The last 5 months I’ve been busy enjoying a break in harsher treatments.  I didn’t say I wasn’t treating, just doing a course of treatment that for my body, is fairly easy.  I went back on Ibrance, along with a side of my favorite buttocks enhancer, Faslodex.  I’m also still on Letrozole, which is an aromatase inhibitor.

My tumor markers have been slowly climbing since last September. Scans last November also showed mild progression in my bone mets. Since I wasn’t having more pain and still felt pretty good, I decided to keep going with the current meds.

April’s scan told a different story. A fair number of my bone mets had almost doubled in metabolic activity since November.  Time for a change in treatment.

Two weeks ago I started my new treatment protocol.  I’m taking 3 different drugs. CMF for short, or to be technical, cytoxan, methotrexate and 5 FU. ( I truly do love that FU.) It’s an “oldie but goody” treatment protocol.   One of the meds is an oral chemo.  I take 7 pills once a day for 14 days.  On day 1 and day 8 of my treatment cycle I go into the clinic for two chemo “pushes”.  It’s not really an IV.  Just a syringe of the meds that are pushed into my veins through my port.  I receive a nice dose of steroids and anti-nausea meds to counter side effects.   Day 15 thru 28 I have off and then it all starts again.

I was hoping side effects would be minimal.  It is daunting however, when the handout of possible side effects  is 4 plus pages.  Really.  Turns out nausea is the number one side effect for me right now despite all of the additional meds they give me to try and counteract it.  I’ve been having the dry heaves once or twice a day.  Not fun. I have anti-nausea meds I can take, but they make me sleepy and prevent me from driving and trying to get a few things done.  So, I’ve been making it work until later in the day when take them.

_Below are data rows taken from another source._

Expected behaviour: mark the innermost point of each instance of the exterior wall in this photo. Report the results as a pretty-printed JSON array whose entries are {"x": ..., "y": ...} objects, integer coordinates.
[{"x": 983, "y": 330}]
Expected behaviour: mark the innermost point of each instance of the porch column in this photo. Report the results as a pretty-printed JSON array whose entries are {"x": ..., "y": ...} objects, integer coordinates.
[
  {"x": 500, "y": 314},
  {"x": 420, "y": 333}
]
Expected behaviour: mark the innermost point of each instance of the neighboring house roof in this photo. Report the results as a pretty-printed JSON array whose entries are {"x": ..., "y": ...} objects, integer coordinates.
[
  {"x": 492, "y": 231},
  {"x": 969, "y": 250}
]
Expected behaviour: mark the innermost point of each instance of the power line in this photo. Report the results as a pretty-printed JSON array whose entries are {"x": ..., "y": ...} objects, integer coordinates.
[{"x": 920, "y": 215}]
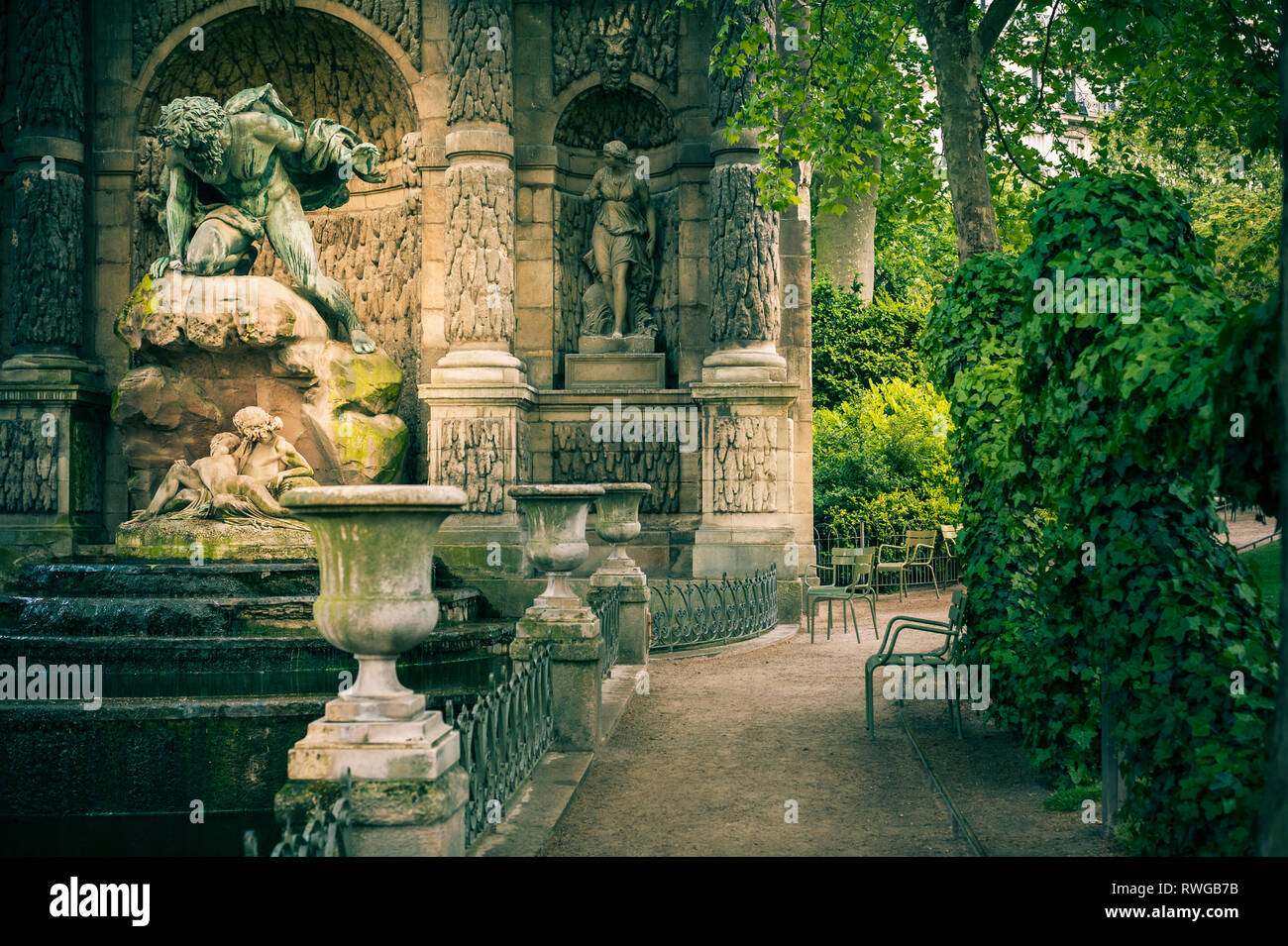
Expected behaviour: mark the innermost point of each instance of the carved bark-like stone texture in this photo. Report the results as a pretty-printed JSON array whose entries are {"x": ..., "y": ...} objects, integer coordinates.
[
  {"x": 579, "y": 459},
  {"x": 600, "y": 115},
  {"x": 579, "y": 25},
  {"x": 86, "y": 467},
  {"x": 29, "y": 468},
  {"x": 325, "y": 68},
  {"x": 51, "y": 67},
  {"x": 480, "y": 287},
  {"x": 745, "y": 266},
  {"x": 481, "y": 84},
  {"x": 574, "y": 223},
  {"x": 48, "y": 259},
  {"x": 746, "y": 465},
  {"x": 472, "y": 456},
  {"x": 154, "y": 21},
  {"x": 728, "y": 94}
]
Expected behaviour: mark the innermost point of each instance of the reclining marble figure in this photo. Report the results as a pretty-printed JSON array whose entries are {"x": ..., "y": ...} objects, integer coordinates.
[{"x": 241, "y": 477}]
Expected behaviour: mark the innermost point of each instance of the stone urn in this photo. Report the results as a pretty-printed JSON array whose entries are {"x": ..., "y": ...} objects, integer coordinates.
[
  {"x": 557, "y": 536},
  {"x": 376, "y": 596},
  {"x": 617, "y": 520}
]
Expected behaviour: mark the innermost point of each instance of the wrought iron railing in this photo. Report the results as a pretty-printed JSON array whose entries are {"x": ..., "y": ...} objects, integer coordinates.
[
  {"x": 688, "y": 614},
  {"x": 606, "y": 604},
  {"x": 325, "y": 833},
  {"x": 503, "y": 734}
]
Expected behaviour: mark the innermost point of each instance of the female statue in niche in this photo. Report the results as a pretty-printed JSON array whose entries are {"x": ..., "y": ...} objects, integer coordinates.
[{"x": 621, "y": 252}]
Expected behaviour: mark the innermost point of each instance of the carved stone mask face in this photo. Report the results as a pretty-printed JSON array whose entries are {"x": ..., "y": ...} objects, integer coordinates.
[{"x": 614, "y": 68}]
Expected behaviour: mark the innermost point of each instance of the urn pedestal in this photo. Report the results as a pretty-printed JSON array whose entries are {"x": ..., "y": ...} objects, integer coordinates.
[
  {"x": 617, "y": 521},
  {"x": 376, "y": 600},
  {"x": 559, "y": 619}
]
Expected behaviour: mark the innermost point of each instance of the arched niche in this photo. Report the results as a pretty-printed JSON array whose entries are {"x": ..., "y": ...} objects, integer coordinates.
[
  {"x": 326, "y": 65},
  {"x": 588, "y": 121}
]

The last week or so before changing treatments was tough.  I’ve know for a month or more that I’d need to change treatments. The closer it got to May 1,  the harder it was.  I hate not knowing how I’m going to feel or react to a new treatment.  It messes with my business of living in a big way.   Anxiety and fear ran the show the week before my appointment date though I tried to reign it all in and stay focused in the present. I searched hard and kept missing the balance point of peace known as Now.  I fell on my face often, with some face plants lasting longer than others.  Anyway, I’ve started now and am figuring out how to live with this new one.  Because treatment is forever.

I’m still amazed and frustrated with how many people there are who don’t understand that I will continually be in treatment for my terminal illness until I die.   Yes, I look pretty good ~ usually. I’m still going to the gym twice a week and still trying to walk and get out and about. But that’s just what I let you see. You don’t see the diarrhea, the constipation, the mouth sores, the hair thinning, the low blood counts and weakened immune system. The dry heaves in the bathroom, the bruises from low platelets and the never ending fatigue.  Honestly, the fatigue.  This past “easy” stretch of treatment enabled me to run maybe three errands at once. (Yea me!!)  What you wouldn’t  hear or see while I’m out is my mental dialogue  “Ok, you can do it. Don’t fall over, just 10 more minutes and you’ll make it home.”  4 pm has become the new pajama time.  Every time I do something out at night I regret it.  Why, why, why did I say yes?  Oh yea, because I do love you all and cherish you and want to be nocturnal, but dang, I’m a wuss.  On the other hand, THANK YOU for still asking me!  For not forgetting me, for after 6 years of this crap, still asking me what you can do to help.  I am so fortunate to have the people I have in my life.  I appreciate you!